Monday, May 28, 2012

Vigilante Behaviour


Guess, there is always something that strikes a chord when one is watching TV.  One such moment when I was watching CSI NY; an episode titled Vigilante! A rapist is found murdered and the CSI unit is out to investigate if any of his victims is responsible for the murder. Well, the science takes its course and the story reels on as always, for close to an hour. This specific run had moments that referenced the myriad interconnected factors of the content, values and structure of a thought process that reinforce a behaviour that is so prevalent in a modern woman.

Hawkes: We're wasting a whole lot of man hours hunting a killer that should get a medal for doing the community a service. 
Lindsay: There's a body on a slab in Autopsy, Hawkes. 
Hawkes: Yeah, and he beat and raped at least ten women.
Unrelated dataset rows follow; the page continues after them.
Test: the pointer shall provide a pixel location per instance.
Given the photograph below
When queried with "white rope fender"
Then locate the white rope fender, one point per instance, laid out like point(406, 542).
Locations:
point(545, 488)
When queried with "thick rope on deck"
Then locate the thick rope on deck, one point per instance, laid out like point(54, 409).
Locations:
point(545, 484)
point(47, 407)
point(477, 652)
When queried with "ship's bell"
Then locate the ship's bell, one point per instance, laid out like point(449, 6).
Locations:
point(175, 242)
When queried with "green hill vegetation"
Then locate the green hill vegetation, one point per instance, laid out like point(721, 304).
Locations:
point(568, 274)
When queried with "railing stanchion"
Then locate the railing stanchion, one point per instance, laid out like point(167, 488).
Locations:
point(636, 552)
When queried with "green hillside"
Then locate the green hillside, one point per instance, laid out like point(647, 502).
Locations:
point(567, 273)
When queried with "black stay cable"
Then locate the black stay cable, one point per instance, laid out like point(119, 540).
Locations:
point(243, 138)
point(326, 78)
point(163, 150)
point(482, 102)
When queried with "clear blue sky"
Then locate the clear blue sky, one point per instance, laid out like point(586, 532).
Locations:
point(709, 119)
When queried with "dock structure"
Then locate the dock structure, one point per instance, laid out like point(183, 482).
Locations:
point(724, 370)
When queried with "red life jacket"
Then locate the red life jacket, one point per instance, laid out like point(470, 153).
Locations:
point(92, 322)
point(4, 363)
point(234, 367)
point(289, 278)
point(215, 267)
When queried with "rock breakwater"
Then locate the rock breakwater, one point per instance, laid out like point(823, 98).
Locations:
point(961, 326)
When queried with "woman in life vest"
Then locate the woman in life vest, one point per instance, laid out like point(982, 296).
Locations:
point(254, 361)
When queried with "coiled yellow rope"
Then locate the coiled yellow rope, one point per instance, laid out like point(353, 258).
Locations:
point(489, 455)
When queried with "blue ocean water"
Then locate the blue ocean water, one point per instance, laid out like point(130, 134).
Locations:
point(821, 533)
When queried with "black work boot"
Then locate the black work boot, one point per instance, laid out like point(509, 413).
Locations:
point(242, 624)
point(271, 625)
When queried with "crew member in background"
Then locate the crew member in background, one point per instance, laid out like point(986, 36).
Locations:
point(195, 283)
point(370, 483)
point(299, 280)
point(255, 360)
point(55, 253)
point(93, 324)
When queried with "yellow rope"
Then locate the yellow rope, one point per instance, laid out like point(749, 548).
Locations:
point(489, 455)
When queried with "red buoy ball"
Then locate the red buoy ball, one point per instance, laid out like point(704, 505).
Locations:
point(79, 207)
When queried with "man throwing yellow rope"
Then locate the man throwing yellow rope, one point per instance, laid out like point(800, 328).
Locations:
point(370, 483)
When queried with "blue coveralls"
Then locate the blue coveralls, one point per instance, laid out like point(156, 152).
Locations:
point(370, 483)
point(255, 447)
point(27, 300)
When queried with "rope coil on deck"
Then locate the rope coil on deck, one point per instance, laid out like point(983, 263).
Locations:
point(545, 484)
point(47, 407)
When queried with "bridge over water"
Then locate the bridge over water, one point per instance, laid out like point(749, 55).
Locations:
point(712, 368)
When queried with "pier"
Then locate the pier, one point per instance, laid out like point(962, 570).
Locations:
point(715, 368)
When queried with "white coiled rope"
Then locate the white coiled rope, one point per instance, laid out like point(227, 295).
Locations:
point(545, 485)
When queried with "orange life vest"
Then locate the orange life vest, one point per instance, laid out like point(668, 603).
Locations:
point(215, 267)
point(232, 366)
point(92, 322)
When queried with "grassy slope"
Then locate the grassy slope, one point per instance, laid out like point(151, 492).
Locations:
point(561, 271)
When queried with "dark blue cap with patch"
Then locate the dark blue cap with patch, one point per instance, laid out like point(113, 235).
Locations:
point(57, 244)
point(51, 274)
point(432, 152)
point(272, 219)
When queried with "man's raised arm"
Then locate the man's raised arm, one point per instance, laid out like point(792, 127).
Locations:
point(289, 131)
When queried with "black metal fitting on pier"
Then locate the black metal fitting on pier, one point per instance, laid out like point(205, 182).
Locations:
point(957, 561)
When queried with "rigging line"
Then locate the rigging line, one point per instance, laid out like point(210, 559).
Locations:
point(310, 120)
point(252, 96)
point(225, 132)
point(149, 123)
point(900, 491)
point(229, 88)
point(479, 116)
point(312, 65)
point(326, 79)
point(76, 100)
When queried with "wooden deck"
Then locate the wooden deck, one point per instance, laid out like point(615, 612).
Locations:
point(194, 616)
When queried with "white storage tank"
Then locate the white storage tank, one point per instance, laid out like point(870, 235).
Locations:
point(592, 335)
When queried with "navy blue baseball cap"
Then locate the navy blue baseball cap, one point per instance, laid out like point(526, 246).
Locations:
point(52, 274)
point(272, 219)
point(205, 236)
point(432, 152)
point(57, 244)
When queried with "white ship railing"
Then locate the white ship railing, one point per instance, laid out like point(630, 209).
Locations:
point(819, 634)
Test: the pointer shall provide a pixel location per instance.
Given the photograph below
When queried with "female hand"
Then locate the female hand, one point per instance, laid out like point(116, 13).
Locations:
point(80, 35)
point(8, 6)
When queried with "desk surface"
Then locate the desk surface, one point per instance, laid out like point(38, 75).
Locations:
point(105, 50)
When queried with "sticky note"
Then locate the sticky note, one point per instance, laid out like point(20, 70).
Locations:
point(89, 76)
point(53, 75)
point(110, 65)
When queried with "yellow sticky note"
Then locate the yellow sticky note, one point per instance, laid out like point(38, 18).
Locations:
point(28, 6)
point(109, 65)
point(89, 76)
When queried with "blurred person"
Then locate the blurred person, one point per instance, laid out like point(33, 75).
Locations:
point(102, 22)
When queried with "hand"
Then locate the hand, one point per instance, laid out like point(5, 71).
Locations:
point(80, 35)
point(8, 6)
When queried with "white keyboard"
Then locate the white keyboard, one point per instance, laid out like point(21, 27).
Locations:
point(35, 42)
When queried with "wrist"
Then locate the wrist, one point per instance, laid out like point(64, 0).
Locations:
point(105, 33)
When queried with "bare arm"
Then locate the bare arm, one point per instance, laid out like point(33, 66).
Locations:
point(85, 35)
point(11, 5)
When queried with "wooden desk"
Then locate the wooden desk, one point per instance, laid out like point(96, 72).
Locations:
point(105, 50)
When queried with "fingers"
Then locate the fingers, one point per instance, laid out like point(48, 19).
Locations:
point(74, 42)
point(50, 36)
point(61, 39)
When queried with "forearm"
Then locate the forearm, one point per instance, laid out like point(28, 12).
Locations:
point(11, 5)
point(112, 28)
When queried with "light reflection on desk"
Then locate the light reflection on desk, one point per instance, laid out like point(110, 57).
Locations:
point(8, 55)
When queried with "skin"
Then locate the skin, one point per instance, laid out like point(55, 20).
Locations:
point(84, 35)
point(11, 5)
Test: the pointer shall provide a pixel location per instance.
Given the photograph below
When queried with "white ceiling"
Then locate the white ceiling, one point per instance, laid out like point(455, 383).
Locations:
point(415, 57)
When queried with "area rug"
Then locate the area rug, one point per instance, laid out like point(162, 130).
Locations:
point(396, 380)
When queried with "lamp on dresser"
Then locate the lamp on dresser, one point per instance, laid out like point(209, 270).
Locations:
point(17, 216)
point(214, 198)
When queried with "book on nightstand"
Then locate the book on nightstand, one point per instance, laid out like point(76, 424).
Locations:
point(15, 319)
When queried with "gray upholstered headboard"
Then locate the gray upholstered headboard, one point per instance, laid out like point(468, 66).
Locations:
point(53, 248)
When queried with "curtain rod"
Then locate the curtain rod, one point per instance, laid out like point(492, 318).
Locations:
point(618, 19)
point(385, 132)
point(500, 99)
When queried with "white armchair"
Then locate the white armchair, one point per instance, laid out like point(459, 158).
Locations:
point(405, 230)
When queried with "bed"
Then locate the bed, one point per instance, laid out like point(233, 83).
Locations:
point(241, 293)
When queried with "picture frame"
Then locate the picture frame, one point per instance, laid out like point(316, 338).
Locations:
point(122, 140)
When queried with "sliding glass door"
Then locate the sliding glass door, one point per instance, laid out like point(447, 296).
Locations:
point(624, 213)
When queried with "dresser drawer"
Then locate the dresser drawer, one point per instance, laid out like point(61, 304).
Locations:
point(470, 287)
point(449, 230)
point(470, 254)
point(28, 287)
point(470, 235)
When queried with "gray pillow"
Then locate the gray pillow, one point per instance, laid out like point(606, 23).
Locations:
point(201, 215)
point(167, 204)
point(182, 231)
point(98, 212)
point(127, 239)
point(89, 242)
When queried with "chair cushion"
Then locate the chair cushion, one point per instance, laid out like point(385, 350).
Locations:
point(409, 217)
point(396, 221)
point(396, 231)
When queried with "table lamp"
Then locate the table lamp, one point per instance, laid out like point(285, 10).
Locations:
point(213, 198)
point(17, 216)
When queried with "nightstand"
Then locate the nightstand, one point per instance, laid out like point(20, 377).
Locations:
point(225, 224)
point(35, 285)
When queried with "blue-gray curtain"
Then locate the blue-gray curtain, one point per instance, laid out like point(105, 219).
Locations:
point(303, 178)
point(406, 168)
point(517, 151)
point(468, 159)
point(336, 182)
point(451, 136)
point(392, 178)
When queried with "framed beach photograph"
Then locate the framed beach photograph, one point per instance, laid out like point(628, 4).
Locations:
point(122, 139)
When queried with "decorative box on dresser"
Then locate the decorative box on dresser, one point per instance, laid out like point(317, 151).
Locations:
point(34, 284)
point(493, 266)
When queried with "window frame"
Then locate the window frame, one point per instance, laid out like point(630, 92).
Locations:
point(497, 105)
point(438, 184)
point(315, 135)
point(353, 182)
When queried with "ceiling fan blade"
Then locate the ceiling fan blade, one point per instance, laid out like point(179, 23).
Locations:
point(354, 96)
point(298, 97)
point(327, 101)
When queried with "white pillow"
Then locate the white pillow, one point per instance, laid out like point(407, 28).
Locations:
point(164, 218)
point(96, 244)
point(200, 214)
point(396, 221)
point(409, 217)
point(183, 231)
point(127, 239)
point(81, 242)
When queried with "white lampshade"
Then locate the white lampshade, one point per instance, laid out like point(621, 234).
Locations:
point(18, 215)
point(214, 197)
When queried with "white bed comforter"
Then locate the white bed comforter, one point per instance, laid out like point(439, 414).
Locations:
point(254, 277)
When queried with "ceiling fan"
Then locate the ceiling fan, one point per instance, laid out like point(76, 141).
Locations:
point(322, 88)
I'm surprised to hear you defending him. 
Lindsay: Why? Because I'm a woman I should cheer his death? I'm a cop first. As much as I despise what he did, I don't advocate vigilante justice. Come on, Hawkes. You're a doctor. What would you do if Clarke came into your ER? Hawkes: He didn't. He's dead. 
Lindsay: That's a convenient answer. 

I am a cop first, a mom first, a woman first…. a manager first… and this list goes on! And I thought I was an individual / Anuradha first. How do you go about doing your job / roles and still be yourself? I guess this is a question that has so often been posed in countless ways. There is so much of time and effort being spent in being that ‘special’ and ‘perfect’ person at home and at work that one tends to lose out; might I say, perhaps even forget what the essence of herself is. I am not sure if men experience the same. Needless to say, I haven’t been a man and thus wouldn’t have an answer for that. However, as a woman, it has plagued me. And somewhere along in these 4 long decades, I am not sure if I have lost out on the spirit that governs the ME in me. I do hope not.  

Therein lies the rationale of why so many women experience the proverbial ‘glass ceiling’. The show can’t go on forever. It needs to come to a stop at some point and it is at that point when she says ‘enough’ that the glass ceiling materializes. The ability to walk the talk; a dialogue which she has perfected is now at the brink of a menopause. I guess I got tired of ambling that talk. In Lindsay, I saw a struggle that I experienced so many times. The struggle to put the real me in a box in order to go back and do my job. I did the job, as do most of us, in all integrity, at the end shredding a piece of us.  

The essence of a being is in her ability to be herself sans the mask. I don’t need to be a vigilante to deal with the dark forces.